No one in this world is perfect, which means no relationship is perfect. The 80-20 rule supports this idea. The 80 in a relationship is composed of the diverse personalities and backgrounds each partner possesses as well as the love, respect and care they have for one another. The 80 also includes the common interests they share. The 20 comes from the fact that our partners are not clones of us and have flaws just like we do. Natalia Avdeeva from lovepanky.com states that 80% of all frustrations in a relationship are caused by just 20% of the problems. Now that’s a unique perspective.

It is so easy to magnify the 20 when the road is rocky and the seas are rough in the relationship. We start to question if something is missing or if we are indeed missing out on something. We start wondering if the grass is really greener on the other side. Someone may be a 20 if the following apply:

  • The connection is mainly about sex; if it seems too good to be true; if there isn’t much beyond a physical attraction
  • If the connection seems superficial; if both of you do not want the same thing
  • You can’t see that person fitting into your future.

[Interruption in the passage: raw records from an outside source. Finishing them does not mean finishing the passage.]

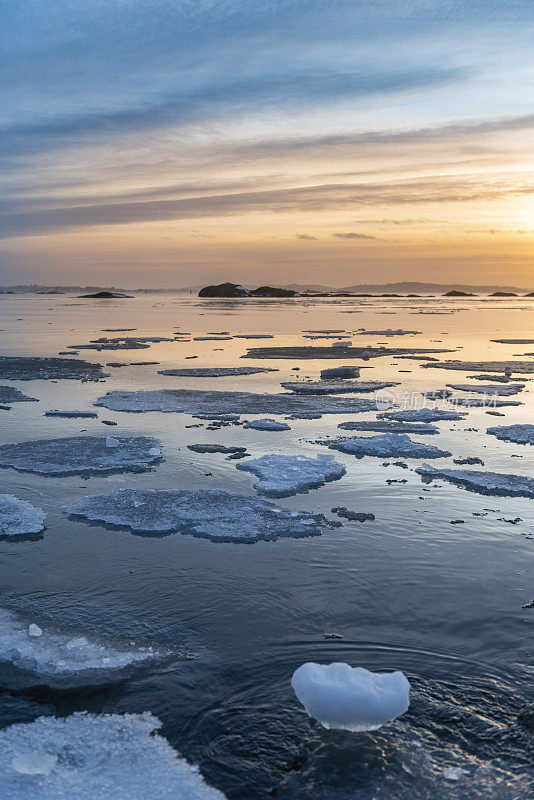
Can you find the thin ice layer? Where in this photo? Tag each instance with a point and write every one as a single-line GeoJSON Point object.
{"type": "Point", "coordinates": [57, 657]}
{"type": "Point", "coordinates": [350, 698]}
{"type": "Point", "coordinates": [193, 401]}
{"type": "Point", "coordinates": [17, 517]}
{"type": "Point", "coordinates": [519, 434]}
{"type": "Point", "coordinates": [281, 476]}
{"type": "Point", "coordinates": [491, 483]}
{"type": "Point", "coordinates": [90, 757]}
{"type": "Point", "coordinates": [26, 368]}
{"type": "Point", "coordinates": [386, 445]}
{"type": "Point", "coordinates": [79, 455]}
{"type": "Point", "coordinates": [213, 514]}
{"type": "Point", "coordinates": [336, 387]}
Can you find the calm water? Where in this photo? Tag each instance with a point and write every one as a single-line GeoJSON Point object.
{"type": "Point", "coordinates": [408, 591]}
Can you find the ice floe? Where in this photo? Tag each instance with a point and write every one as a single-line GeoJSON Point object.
{"type": "Point", "coordinates": [350, 698]}
{"type": "Point", "coordinates": [267, 425]}
{"type": "Point", "coordinates": [489, 388]}
{"type": "Point", "coordinates": [213, 514]}
{"type": "Point", "coordinates": [197, 401]}
{"type": "Point", "coordinates": [389, 426]}
{"type": "Point", "coordinates": [214, 372]}
{"type": "Point", "coordinates": [25, 368]}
{"type": "Point", "coordinates": [336, 387]}
{"type": "Point", "coordinates": [519, 434]}
{"type": "Point", "coordinates": [386, 445]}
{"type": "Point", "coordinates": [92, 757]}
{"type": "Point", "coordinates": [63, 659]}
{"type": "Point", "coordinates": [18, 518]}
{"type": "Point", "coordinates": [425, 415]}
{"type": "Point", "coordinates": [281, 475]}
{"type": "Point", "coordinates": [80, 455]}
{"type": "Point", "coordinates": [491, 483]}
{"type": "Point", "coordinates": [8, 394]}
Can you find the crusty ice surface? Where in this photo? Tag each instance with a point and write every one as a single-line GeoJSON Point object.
{"type": "Point", "coordinates": [482, 366]}
{"type": "Point", "coordinates": [267, 425]}
{"type": "Point", "coordinates": [281, 475]}
{"type": "Point", "coordinates": [489, 388]}
{"type": "Point", "coordinates": [350, 698]}
{"type": "Point", "coordinates": [26, 368]}
{"type": "Point", "coordinates": [214, 372]}
{"type": "Point", "coordinates": [59, 657]}
{"type": "Point", "coordinates": [386, 445]}
{"type": "Point", "coordinates": [421, 415]}
{"type": "Point", "coordinates": [336, 387]}
{"type": "Point", "coordinates": [17, 517]}
{"type": "Point", "coordinates": [519, 434]}
{"type": "Point", "coordinates": [8, 394]}
{"type": "Point", "coordinates": [389, 426]}
{"type": "Point", "coordinates": [90, 757]}
{"type": "Point", "coordinates": [79, 455]}
{"type": "Point", "coordinates": [213, 514]}
{"type": "Point", "coordinates": [192, 401]}
{"type": "Point", "coordinates": [492, 483]}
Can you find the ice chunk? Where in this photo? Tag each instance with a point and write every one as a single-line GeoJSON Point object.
{"type": "Point", "coordinates": [350, 698]}
{"type": "Point", "coordinates": [10, 395]}
{"type": "Point", "coordinates": [386, 445]}
{"type": "Point", "coordinates": [492, 483]}
{"type": "Point", "coordinates": [91, 757]}
{"type": "Point", "coordinates": [71, 414]}
{"type": "Point", "coordinates": [214, 372]}
{"type": "Point", "coordinates": [17, 517]}
{"type": "Point", "coordinates": [519, 434]}
{"type": "Point", "coordinates": [213, 514]}
{"type": "Point", "coordinates": [191, 401]}
{"type": "Point", "coordinates": [64, 658]}
{"type": "Point", "coordinates": [267, 425]}
{"type": "Point", "coordinates": [389, 426]}
{"type": "Point", "coordinates": [281, 476]}
{"type": "Point", "coordinates": [336, 387]}
{"type": "Point", "coordinates": [80, 455]}
{"type": "Point", "coordinates": [23, 368]}
{"type": "Point", "coordinates": [489, 388]}
{"type": "Point", "coordinates": [422, 415]}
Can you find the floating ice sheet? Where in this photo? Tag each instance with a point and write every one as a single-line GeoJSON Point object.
{"type": "Point", "coordinates": [214, 372]}
{"type": "Point", "coordinates": [80, 455]}
{"type": "Point", "coordinates": [281, 476]}
{"type": "Point", "coordinates": [213, 514]}
{"type": "Point", "coordinates": [18, 518]}
{"type": "Point", "coordinates": [387, 445]}
{"type": "Point", "coordinates": [25, 368]}
{"type": "Point", "coordinates": [89, 757]}
{"type": "Point", "coordinates": [519, 434]}
{"type": "Point", "coordinates": [64, 659]}
{"type": "Point", "coordinates": [336, 387]}
{"type": "Point", "coordinates": [191, 401]}
{"type": "Point", "coordinates": [350, 698]}
{"type": "Point", "coordinates": [491, 483]}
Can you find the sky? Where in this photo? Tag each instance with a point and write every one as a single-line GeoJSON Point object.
{"type": "Point", "coordinates": [169, 143]}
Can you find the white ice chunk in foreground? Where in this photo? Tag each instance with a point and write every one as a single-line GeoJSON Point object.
{"type": "Point", "coordinates": [350, 698]}
{"type": "Point", "coordinates": [492, 483]}
{"type": "Point", "coordinates": [61, 656]}
{"type": "Point", "coordinates": [386, 445]}
{"type": "Point", "coordinates": [17, 517]}
{"type": "Point", "coordinates": [79, 455]}
{"type": "Point", "coordinates": [89, 757]}
{"type": "Point", "coordinates": [281, 476]}
{"type": "Point", "coordinates": [518, 434]}
{"type": "Point", "coordinates": [214, 514]}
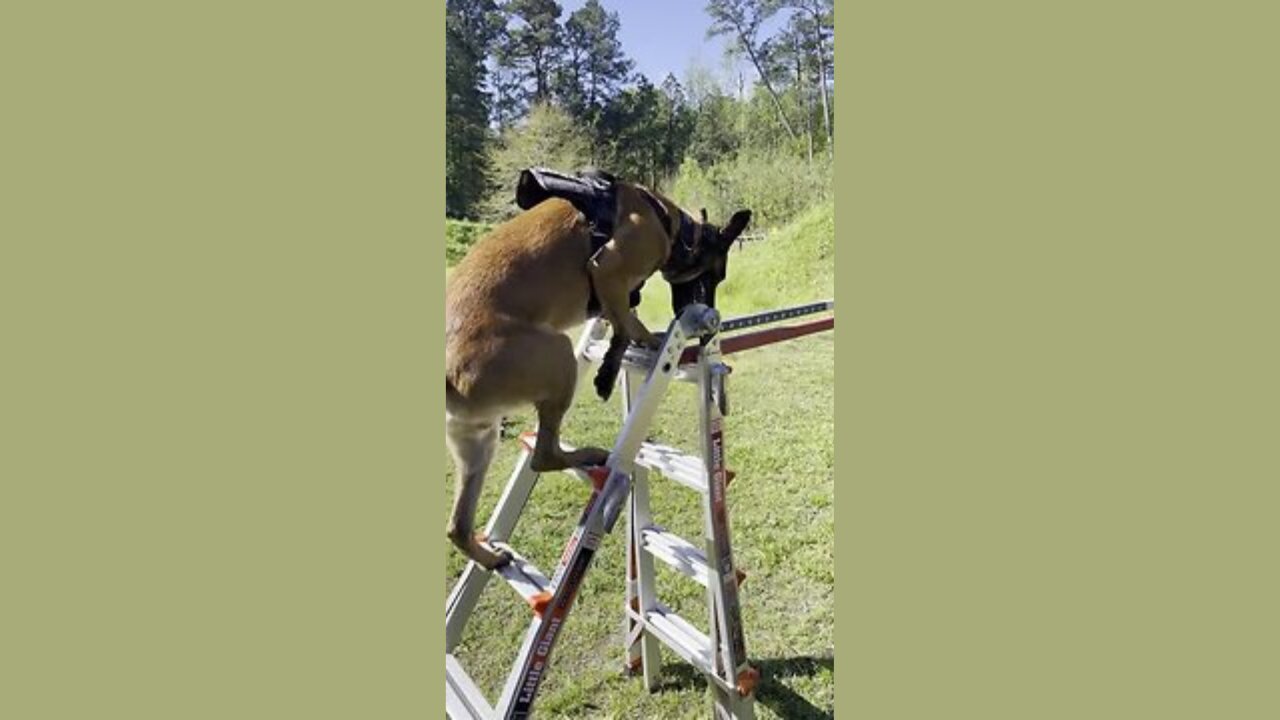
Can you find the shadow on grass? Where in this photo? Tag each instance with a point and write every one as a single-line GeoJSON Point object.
{"type": "Point", "coordinates": [772, 692]}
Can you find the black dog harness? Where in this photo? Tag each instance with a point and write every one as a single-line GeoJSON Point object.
{"type": "Point", "coordinates": [594, 194]}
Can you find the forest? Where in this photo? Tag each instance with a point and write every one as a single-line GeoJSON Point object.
{"type": "Point", "coordinates": [529, 83]}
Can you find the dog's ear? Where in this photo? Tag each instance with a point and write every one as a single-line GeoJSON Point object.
{"type": "Point", "coordinates": [735, 227]}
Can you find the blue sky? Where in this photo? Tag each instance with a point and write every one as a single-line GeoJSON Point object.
{"type": "Point", "coordinates": [664, 35]}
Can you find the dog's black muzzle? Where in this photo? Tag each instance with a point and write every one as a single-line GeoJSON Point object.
{"type": "Point", "coordinates": [700, 290]}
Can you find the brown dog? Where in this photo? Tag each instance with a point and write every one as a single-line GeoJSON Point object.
{"type": "Point", "coordinates": [510, 302]}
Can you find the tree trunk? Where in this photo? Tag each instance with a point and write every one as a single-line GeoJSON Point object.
{"type": "Point", "coordinates": [822, 73]}
{"type": "Point", "coordinates": [764, 78]}
{"type": "Point", "coordinates": [808, 101]}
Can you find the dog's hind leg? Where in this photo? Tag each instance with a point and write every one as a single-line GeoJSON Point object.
{"type": "Point", "coordinates": [553, 404]}
{"type": "Point", "coordinates": [472, 446]}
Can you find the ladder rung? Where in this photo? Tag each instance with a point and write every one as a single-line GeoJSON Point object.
{"type": "Point", "coordinates": [595, 477]}
{"type": "Point", "coordinates": [677, 552]}
{"type": "Point", "coordinates": [685, 469]}
{"type": "Point", "coordinates": [641, 359]}
{"type": "Point", "coordinates": [525, 578]}
{"type": "Point", "coordinates": [677, 633]}
{"type": "Point", "coordinates": [462, 698]}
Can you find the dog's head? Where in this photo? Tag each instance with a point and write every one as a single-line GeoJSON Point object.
{"type": "Point", "coordinates": [699, 259]}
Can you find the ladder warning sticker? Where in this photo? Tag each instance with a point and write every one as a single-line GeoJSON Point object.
{"type": "Point", "coordinates": [547, 636]}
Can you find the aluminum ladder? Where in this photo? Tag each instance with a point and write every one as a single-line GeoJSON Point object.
{"type": "Point", "coordinates": [645, 377]}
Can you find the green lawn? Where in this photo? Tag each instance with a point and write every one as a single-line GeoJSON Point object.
{"type": "Point", "coordinates": [778, 438]}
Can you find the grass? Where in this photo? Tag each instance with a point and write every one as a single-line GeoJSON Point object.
{"type": "Point", "coordinates": [778, 438]}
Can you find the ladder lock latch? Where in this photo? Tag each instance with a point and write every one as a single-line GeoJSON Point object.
{"type": "Point", "coordinates": [720, 386]}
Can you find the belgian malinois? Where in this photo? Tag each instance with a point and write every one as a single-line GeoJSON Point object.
{"type": "Point", "coordinates": [510, 302]}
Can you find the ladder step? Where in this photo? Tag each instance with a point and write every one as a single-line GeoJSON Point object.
{"type": "Point", "coordinates": [462, 698]}
{"type": "Point", "coordinates": [595, 477]}
{"type": "Point", "coordinates": [677, 552]}
{"type": "Point", "coordinates": [685, 469]}
{"type": "Point", "coordinates": [525, 579]}
{"type": "Point", "coordinates": [677, 633]}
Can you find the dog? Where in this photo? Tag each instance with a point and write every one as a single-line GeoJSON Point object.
{"type": "Point", "coordinates": [510, 302]}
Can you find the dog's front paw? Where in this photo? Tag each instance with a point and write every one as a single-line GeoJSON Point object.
{"type": "Point", "coordinates": [649, 341]}
{"type": "Point", "coordinates": [606, 379]}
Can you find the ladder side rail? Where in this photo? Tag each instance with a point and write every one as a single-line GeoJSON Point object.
{"type": "Point", "coordinates": [598, 518]}
{"type": "Point", "coordinates": [723, 584]}
{"type": "Point", "coordinates": [643, 648]}
{"type": "Point", "coordinates": [502, 524]}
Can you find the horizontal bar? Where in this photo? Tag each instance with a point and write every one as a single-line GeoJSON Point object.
{"type": "Point", "coordinates": [776, 315]}
{"type": "Point", "coordinates": [737, 343]}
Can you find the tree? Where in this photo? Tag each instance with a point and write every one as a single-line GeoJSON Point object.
{"type": "Point", "coordinates": [547, 136]}
{"type": "Point", "coordinates": [741, 21]}
{"type": "Point", "coordinates": [819, 22]}
{"type": "Point", "coordinates": [713, 135]}
{"type": "Point", "coordinates": [470, 27]}
{"type": "Point", "coordinates": [531, 48]}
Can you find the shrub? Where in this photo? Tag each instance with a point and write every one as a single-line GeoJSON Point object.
{"type": "Point", "coordinates": [776, 186]}
{"type": "Point", "coordinates": [460, 236]}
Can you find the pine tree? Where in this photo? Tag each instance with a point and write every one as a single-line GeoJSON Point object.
{"type": "Point", "coordinates": [533, 48]}
{"type": "Point", "coordinates": [470, 27]}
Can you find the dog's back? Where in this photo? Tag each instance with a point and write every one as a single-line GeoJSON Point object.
{"type": "Point", "coordinates": [529, 269]}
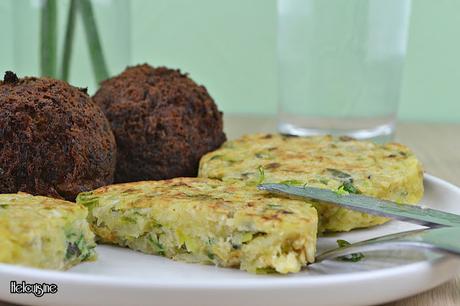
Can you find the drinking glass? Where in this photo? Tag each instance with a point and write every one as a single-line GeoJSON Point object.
{"type": "Point", "coordinates": [340, 66]}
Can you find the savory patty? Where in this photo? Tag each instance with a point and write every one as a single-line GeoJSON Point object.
{"type": "Point", "coordinates": [44, 233]}
{"type": "Point", "coordinates": [389, 171]}
{"type": "Point", "coordinates": [205, 221]}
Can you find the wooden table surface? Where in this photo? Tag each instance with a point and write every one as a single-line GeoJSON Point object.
{"type": "Point", "coordinates": [437, 146]}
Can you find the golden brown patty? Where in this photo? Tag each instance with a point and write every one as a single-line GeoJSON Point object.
{"type": "Point", "coordinates": [205, 221]}
{"type": "Point", "coordinates": [388, 171]}
{"type": "Point", "coordinates": [43, 233]}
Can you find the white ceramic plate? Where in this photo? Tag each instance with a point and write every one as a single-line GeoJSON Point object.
{"type": "Point", "coordinates": [124, 277]}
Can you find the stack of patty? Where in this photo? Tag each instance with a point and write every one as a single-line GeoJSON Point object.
{"type": "Point", "coordinates": [389, 171]}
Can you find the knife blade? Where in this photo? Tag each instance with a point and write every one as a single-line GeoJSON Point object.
{"type": "Point", "coordinates": [403, 212]}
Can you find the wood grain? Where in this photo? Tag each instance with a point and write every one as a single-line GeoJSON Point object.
{"type": "Point", "coordinates": [437, 146]}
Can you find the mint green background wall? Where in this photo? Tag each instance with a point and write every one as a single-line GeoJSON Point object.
{"type": "Point", "coordinates": [229, 46]}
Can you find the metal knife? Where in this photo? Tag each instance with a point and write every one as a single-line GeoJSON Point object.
{"type": "Point", "coordinates": [404, 212]}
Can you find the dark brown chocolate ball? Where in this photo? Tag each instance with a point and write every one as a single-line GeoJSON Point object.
{"type": "Point", "coordinates": [162, 120]}
{"type": "Point", "coordinates": [54, 140]}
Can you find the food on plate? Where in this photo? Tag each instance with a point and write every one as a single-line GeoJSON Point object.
{"type": "Point", "coordinates": [205, 221]}
{"type": "Point", "coordinates": [43, 232]}
{"type": "Point", "coordinates": [54, 140]}
{"type": "Point", "coordinates": [389, 171]}
{"type": "Point", "coordinates": [162, 120]}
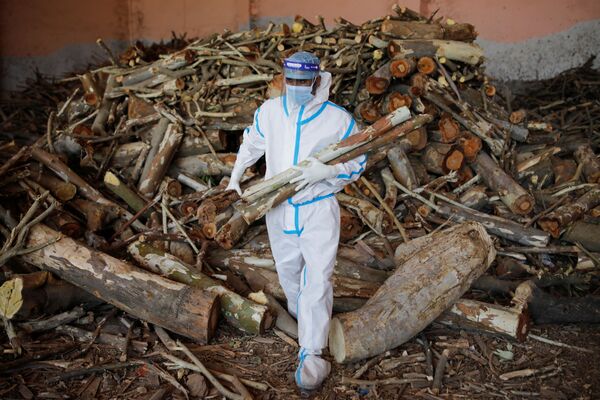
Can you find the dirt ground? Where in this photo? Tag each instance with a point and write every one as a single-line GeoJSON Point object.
{"type": "Point", "coordinates": [473, 370]}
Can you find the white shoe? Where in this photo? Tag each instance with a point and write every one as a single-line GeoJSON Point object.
{"type": "Point", "coordinates": [312, 371]}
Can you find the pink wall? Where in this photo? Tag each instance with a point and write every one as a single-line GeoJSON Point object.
{"type": "Point", "coordinates": [59, 36]}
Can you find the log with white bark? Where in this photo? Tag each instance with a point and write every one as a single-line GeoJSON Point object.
{"type": "Point", "coordinates": [557, 220]}
{"type": "Point", "coordinates": [452, 50]}
{"type": "Point", "coordinates": [238, 311]}
{"type": "Point", "coordinates": [511, 193]}
{"type": "Point", "coordinates": [161, 161]}
{"type": "Point", "coordinates": [479, 316]}
{"type": "Point", "coordinates": [420, 289]}
{"type": "Point", "coordinates": [179, 308]}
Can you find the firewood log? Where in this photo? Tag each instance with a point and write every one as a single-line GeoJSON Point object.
{"type": "Point", "coordinates": [420, 289]}
{"type": "Point", "coordinates": [511, 193]}
{"type": "Point", "coordinates": [559, 219]}
{"type": "Point", "coordinates": [139, 293]}
{"type": "Point", "coordinates": [238, 311]}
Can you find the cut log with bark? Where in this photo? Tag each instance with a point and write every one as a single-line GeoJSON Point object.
{"type": "Point", "coordinates": [586, 234]}
{"type": "Point", "coordinates": [452, 50]}
{"type": "Point", "coordinates": [379, 81]}
{"type": "Point", "coordinates": [420, 289]}
{"type": "Point", "coordinates": [557, 220]}
{"type": "Point", "coordinates": [511, 193]}
{"type": "Point", "coordinates": [475, 315]}
{"type": "Point", "coordinates": [547, 309]}
{"type": "Point", "coordinates": [179, 308]}
{"type": "Point", "coordinates": [161, 161]}
{"type": "Point", "coordinates": [586, 157]}
{"type": "Point", "coordinates": [238, 311]}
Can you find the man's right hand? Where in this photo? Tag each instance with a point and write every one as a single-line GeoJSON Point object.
{"type": "Point", "coordinates": [234, 181]}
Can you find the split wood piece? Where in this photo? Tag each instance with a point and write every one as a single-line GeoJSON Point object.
{"type": "Point", "coordinates": [498, 226]}
{"type": "Point", "coordinates": [232, 231]}
{"type": "Point", "coordinates": [449, 129]}
{"type": "Point", "coordinates": [350, 225]}
{"type": "Point", "coordinates": [394, 100]}
{"type": "Point", "coordinates": [54, 163]}
{"type": "Point", "coordinates": [353, 148]}
{"type": "Point", "coordinates": [203, 165]}
{"type": "Point", "coordinates": [468, 53]}
{"type": "Point", "coordinates": [391, 191]}
{"type": "Point", "coordinates": [559, 219]}
{"type": "Point", "coordinates": [61, 190]}
{"type": "Point", "coordinates": [401, 67]}
{"type": "Point", "coordinates": [401, 166]}
{"type": "Point", "coordinates": [426, 65]}
{"type": "Point", "coordinates": [268, 281]}
{"type": "Point", "coordinates": [367, 111]}
{"type": "Point", "coordinates": [161, 161]}
{"type": "Point", "coordinates": [470, 145]}
{"type": "Point", "coordinates": [591, 165]}
{"type": "Point", "coordinates": [380, 80]}
{"type": "Point", "coordinates": [517, 199]}
{"type": "Point", "coordinates": [139, 293]}
{"type": "Point", "coordinates": [441, 158]}
{"type": "Point", "coordinates": [264, 259]}
{"type": "Point", "coordinates": [81, 335]}
{"type": "Point", "coordinates": [472, 314]}
{"type": "Point", "coordinates": [586, 234]}
{"type": "Point", "coordinates": [564, 170]}
{"type": "Point", "coordinates": [335, 150]}
{"type": "Point", "coordinates": [97, 216]}
{"type": "Point", "coordinates": [139, 108]}
{"type": "Point", "coordinates": [66, 224]}
{"type": "Point", "coordinates": [412, 29]}
{"type": "Point", "coordinates": [238, 311]}
{"type": "Point", "coordinates": [91, 92]}
{"type": "Point", "coordinates": [418, 292]}
{"type": "Point", "coordinates": [547, 309]}
{"type": "Point", "coordinates": [156, 134]}
{"type": "Point", "coordinates": [124, 192]}
{"type": "Point", "coordinates": [472, 121]}
{"type": "Point", "coordinates": [371, 216]}
{"type": "Point", "coordinates": [42, 293]}
{"type": "Point", "coordinates": [475, 198]}
{"type": "Point", "coordinates": [125, 155]}
{"type": "Point", "coordinates": [99, 124]}
{"type": "Point", "coordinates": [195, 143]}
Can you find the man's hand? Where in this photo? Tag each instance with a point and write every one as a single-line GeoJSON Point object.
{"type": "Point", "coordinates": [314, 172]}
{"type": "Point", "coordinates": [234, 181]}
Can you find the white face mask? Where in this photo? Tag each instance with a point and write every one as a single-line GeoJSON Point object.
{"type": "Point", "coordinates": [299, 95]}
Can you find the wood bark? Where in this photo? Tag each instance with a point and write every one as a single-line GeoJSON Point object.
{"type": "Point", "coordinates": [380, 80]}
{"type": "Point", "coordinates": [511, 193]}
{"type": "Point", "coordinates": [188, 311]}
{"type": "Point", "coordinates": [472, 314]}
{"type": "Point", "coordinates": [161, 161]}
{"type": "Point", "coordinates": [420, 289]}
{"type": "Point", "coordinates": [557, 220]}
{"type": "Point", "coordinates": [453, 50]}
{"type": "Point", "coordinates": [591, 165]}
{"type": "Point", "coordinates": [497, 226]}
{"type": "Point", "coordinates": [238, 311]}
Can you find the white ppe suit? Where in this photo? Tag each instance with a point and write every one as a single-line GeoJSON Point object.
{"type": "Point", "coordinates": [304, 230]}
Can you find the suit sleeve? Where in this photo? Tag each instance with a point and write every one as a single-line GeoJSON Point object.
{"type": "Point", "coordinates": [253, 145]}
{"type": "Point", "coordinates": [349, 171]}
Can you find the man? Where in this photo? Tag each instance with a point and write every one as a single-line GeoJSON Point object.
{"type": "Point", "coordinates": [304, 231]}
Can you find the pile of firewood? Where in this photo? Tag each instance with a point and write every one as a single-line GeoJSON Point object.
{"type": "Point", "coordinates": [133, 164]}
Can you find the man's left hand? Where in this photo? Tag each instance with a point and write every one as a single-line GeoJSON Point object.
{"type": "Point", "coordinates": [312, 173]}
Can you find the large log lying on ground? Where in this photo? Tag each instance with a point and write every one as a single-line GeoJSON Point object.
{"type": "Point", "coordinates": [238, 311]}
{"type": "Point", "coordinates": [177, 307]}
{"type": "Point", "coordinates": [440, 269]}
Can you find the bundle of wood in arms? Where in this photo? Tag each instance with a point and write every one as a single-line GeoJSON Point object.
{"type": "Point", "coordinates": [261, 197]}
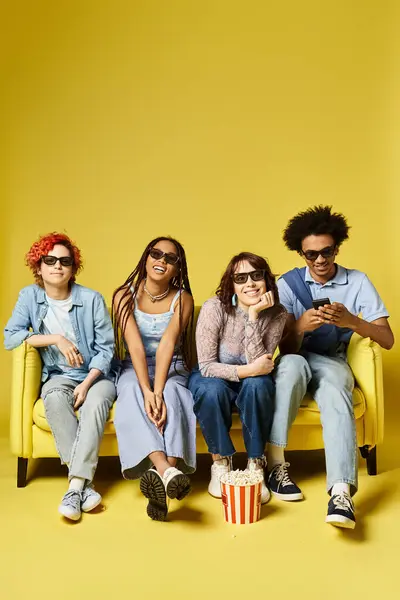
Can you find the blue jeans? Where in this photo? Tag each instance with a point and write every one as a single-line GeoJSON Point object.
{"type": "Point", "coordinates": [214, 400]}
{"type": "Point", "coordinates": [330, 381]}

After doing research on the 80-20 rule, I came across this article that gave a new twist to the rule. It states that 80% of the issues we have with others are our own internal battles. The other 20% are actual relationship issues. I loved this viewpoint because it holds us accountable for obstacles that happen instead of blaming the other person. This is reassuring because it lets us know we can actually do something about the quality of our relationships instead of thinking the answer is in dating someone else. Remember the grass is greener wherever you water and nurture it.

Ultimately, do not be consumed by the 80-20 rule or let it be the driving force in your relationship. I am not saying do not have boundaries and limitations because every relationship needs them, but don’t be ruled by this one. Some relationships could very well be 75-25 or 90-10. The 80-20 rule twist encourages us to pick and choose our battles. How much of our difficulty with our partner is in response to something else that has happened to us through experience? Reflect and think if this obstacle is a serious problem in your relationship or a personal one? 

Continue to focus on the positives in your partner when the road is rocky. Accentuate them and think about why you are with your partner in the first place. Also, model the partner you want your partner to be and be as receptive to change as you want your partner to be. Most importantly, be spontaneous! When you are going through a rough patch and both partners want to give effort to make it work, reinvent the dynamics of the relationship. Go out and have fun together. It is hard to focus on the negatives when you are having fun!

This observation on relationships are completely subjective. No rule can tell you what to do when it comes to your love life. The most important advice I can give is do not lose something that is workable for something that will probably never work!